Zeitung Heute : Schleichwerbung greift um sich - Werbung und redaktionelle Inhalte verschwimmen

Kerstin Kohlenberg

Der Bundestag macht jetzt auch in Journalismus. Zum neuen Jahr bot die Firma Küppers Kommunikation im Auftrag des Bundestages allen deutschen Zeitungen an, vorgefertigte Artikel über den Bundestag und seine Arbeit kostenlos abzudrucken. Inhaltliche Änderungen seien leider nicht gestattet. "Eigentlich raten wir von solchen Praktiken ab", so Ralf Küppers, "denn das beschneidet ja schon die journalistische Freiheit." Seiner Meinung nach haben solche Praktiken auch keine Zukunft.

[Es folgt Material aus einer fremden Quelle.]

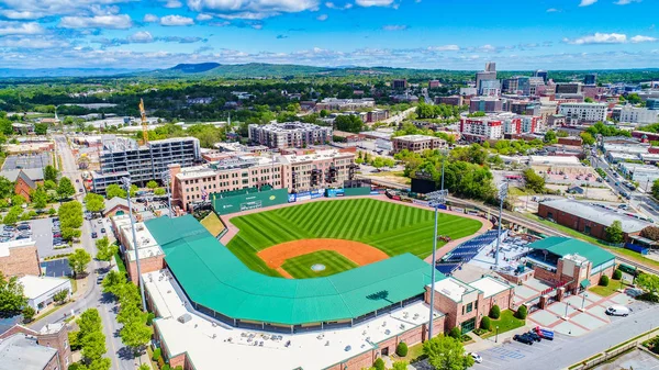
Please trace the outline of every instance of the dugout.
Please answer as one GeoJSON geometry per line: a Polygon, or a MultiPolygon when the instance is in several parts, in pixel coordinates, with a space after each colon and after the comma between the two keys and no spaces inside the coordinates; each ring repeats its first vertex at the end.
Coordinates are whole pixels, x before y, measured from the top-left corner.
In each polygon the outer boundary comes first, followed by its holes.
{"type": "Polygon", "coordinates": [[[288,203],[287,189],[263,187],[241,189],[236,191],[212,193],[211,204],[217,215],[225,215],[247,210],[256,210],[288,203]]]}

Deshalb war Küppers sehr erstaunt über die hohe Zahl der Interessenten. "Das ging querbeet, von kleinen bis großen Zeitungen."

Seit vier Jahren gibt es diese so genannten Maternbriefe des Bundestages. Themen sind etwa die Arbeitsweise des Petitionsausschusses oder die Zusammensetzung des Ältestenrates. Dazu werden Interviews mit Bundestagsabgeordneten gestellt. Zehn Mal pro Jahr erscheinen die Seiten, Abnehmer sind vor allem regionale Zeitungen und Anzeigenblätter, die so ihre Seiten füllen. Das Bundespresseamt stellt den Abnehmern nur eine Bedingung: Als Quelle muss der Deutsche Bundestag genannt werden.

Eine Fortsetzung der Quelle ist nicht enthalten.